Today I will start with “prepare.” This word is especially appropriate for me today because after a relatively easy bone density scan, I received the unhappy news that I have Osteoporosis. The causes are not known yet but will be revealed after the 7 test tubes of blood are examined. Osteoporosis can be caused by many things, such as age, low vitamin D levels, low calcium absorbtion, or it can be hereditary. That is my suspicion since my mother also had Osteoporosis. So, I actually have it, it is not just a precursor to the condition. I have to prepare and establish new routines to prevent further degeneration and also build up strength and balance to prevent future injuries.
I have a plan of attack. I will take my vitamin supplements religiously, resume my yoga practice, walk my one hour daily, and eat lots of dark, green leafy veggies. I will prepare and strengthen my body to hopefully thwart future degeneration.

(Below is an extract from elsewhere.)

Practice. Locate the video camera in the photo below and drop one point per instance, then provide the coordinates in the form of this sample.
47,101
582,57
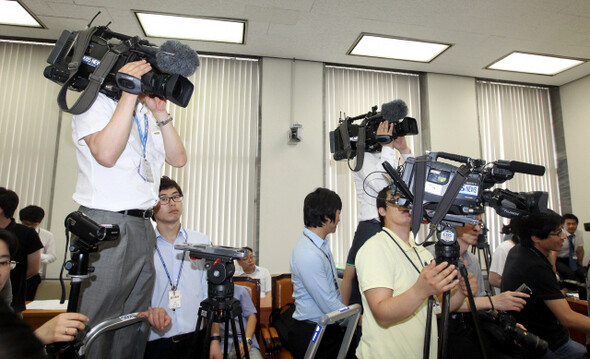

Preparation is a life skill that must be taught. The skill of being able to take a peak into the future and predict what might happen in order to prepare ahead of time is something I hope to teach my own daughters. I hope to spare them the news I received today by encouraging them to be proactive, establish healthy habits now and to realize that the things you think will happen way off in the future arrive sooner than you thought they would. After all, I still feel 19 inside and am constantly shocked to find out that I’m not.